The Department of Homeless Service is renting more than half of the 72-unit Quality Inn, located at 53-05 Queens Blvd., but there are currently no plans to turn the entire building into a homeless shelter, according to DHS.
“Each day, we are tasked with determining how to meet the city’s legal obligation to house thousands of homeless New Yorkers, including families with children, who would otherwise be on the street,” DHS spokeswoman Lauren Gray said. “These families come to us from every neighborhood.”
Reports last week said the number of homeless in the city had reached an all-time high with 59,300 living in citywide shelters that are almost at capacity, forcing DHS to house 4,000 in 46 motels last month, up from 1,000 in eight hotels in January 2015, according to the Wall Street Journal, although the DHS would not confirm this. While they say the Quality Inn is not being converted into a homeless shelter, DHS is providing 24/7 security and on-site social services for families during their stay there.
What DHS did not provide was any prior notice to elected officials or Community Board 2. City Councilman Jimmy Van Bramer (D-Sunyside) was alerted by one of his constituents who lives nearby.
“While I will never protest the women and children seeking shelter at the Quality Inn, I am extremely upset that the administration converted this hotel into a temporary shelter without notifying anyone in the community,” Van Bramer said. “In situations like this, the best policy is transparency, not trying to sneak changes past local communities.”
State Sen.
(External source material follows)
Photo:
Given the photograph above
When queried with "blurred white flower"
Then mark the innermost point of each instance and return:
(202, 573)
Michael Gianaris (D-Astoria), who warned last year that residents of western Queens have been worried about the proliferation of hotels under construction, was also disappointed with DHS’s failure to provide notification.
“Better communication and prior notice in situations like this are critical requirements for neighborhood residents and their quality of life,” Gianaris said.
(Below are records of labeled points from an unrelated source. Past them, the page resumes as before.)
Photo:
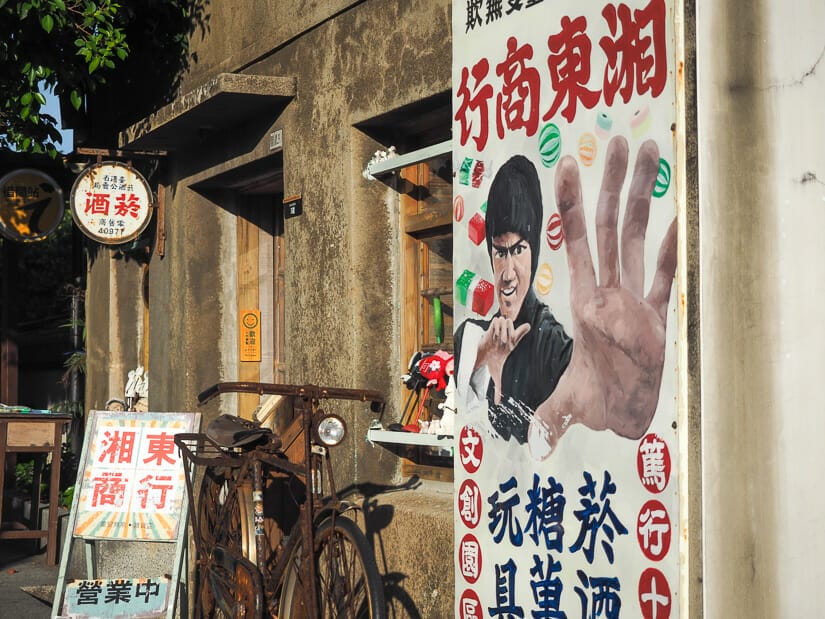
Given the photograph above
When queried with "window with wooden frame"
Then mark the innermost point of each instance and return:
(427, 255)
(427, 263)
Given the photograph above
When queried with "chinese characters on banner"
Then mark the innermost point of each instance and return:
(133, 479)
(566, 491)
(31, 205)
(111, 202)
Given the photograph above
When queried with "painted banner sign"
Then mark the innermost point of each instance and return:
(111, 202)
(133, 481)
(566, 466)
(122, 598)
Meanwhile, state Sen. Toby Ann Stavisky (D-Flushing) and City Councilman Daniel Dromm (D-Jackson Heights) delivered more than 200 backpacks, filled with school supplies, to students of all ages living in the Boulevard Family Shelter at the former Pan American Hotel. The 216-unit facility, located at 79-00 Queens Blvd. in Elmhurst, has provided shelter to homeless families with children.
“All children have a right to a quality education,” Dromm, a former public school teacher, said. “These free school supplies help provide that by enabling them to excel in the classroom.”
The Queens Center mall provided 1,400 backpacks for community back-to-school events this year across the borough.
“Proper school supplies set children on the right track for the school year,” Stavisky said. “No one should be denied a backpack, notebook, pens or any other materials they need to be a productive student. I believe families should not have to choose between buying groceries or buying school supplies. Socio-economic status should not determine your access to a great education.”